June 18, 2010
ORANGE BEACH, Ala.---After months of criticism for mishandling the Gulf oil spill, BP is shaking up its leadership.
More boats are joining the defense against the oil, while BP's embattled CEO is being taken off the front lines. The company's chairman told SKY News Tony Hayward will be returning to BP headquarters.
"He's been there eight weeks, and he's handing over the day-to-day operations to Bob Dudley," said Carl-Henric Svanberg, BP chairman.
On the water, the Coast Guard is promising to better coordinate private vessels loaded down with skimmers and boom.
"We know we have water men out there who have local expertise and passion," said Adm. Thad Allen, incident commander. "We want to channel that and make sure we're creating unity of effort."
Even with some two thousand private boats working to contain the oil, Gulf Coast residents still worry whether it's enough.

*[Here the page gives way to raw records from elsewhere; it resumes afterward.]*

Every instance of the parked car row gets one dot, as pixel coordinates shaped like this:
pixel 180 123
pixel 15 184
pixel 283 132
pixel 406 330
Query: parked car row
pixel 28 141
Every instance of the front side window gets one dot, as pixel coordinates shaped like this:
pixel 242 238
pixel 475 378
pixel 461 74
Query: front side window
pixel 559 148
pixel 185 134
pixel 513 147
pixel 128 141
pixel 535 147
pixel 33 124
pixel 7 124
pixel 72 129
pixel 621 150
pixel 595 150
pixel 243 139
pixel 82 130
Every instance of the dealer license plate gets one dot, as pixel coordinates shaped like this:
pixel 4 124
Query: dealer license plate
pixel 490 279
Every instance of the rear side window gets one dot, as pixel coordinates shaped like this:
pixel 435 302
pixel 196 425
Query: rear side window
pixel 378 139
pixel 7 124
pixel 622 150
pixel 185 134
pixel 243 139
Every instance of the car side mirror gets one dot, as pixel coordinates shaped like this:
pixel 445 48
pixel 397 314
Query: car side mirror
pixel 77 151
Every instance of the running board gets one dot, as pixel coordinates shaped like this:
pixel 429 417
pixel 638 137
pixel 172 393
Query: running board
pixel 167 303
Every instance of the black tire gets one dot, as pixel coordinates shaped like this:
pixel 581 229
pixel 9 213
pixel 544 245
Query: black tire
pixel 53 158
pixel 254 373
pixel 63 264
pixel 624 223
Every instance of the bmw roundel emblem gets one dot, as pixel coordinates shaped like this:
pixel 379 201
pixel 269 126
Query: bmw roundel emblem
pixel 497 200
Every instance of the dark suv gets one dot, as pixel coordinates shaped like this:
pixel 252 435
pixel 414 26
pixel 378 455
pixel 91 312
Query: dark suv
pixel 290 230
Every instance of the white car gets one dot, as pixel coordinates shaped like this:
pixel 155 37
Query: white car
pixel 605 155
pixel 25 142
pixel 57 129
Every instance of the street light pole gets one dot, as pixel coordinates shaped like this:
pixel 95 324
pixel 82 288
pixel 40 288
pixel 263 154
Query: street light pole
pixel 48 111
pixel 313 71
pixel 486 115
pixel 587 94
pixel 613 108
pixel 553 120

"You see these booms out here and that there is activity, but it doesn't seem like there is much getting done," said Steven Fitzgerald of Flora-bama Farms.
This time of year, local bays are usually full of tourists cruising around on jet skies or enjoying the fishing. Now it's closed to all recreation, and the docks sit empty.
Fitzgerald supplies produce to several local restaurants. He fears he may not have a job next month.
"This is just the start of it," he said. "They say it is going to get worse before it gets better."
Lawmakers say BP has paid less than 12 percent of claims to businesses and workers. The man President Obama chose to oversee the $20 billion compensation fund is visiting the region and promising to pay up quickly.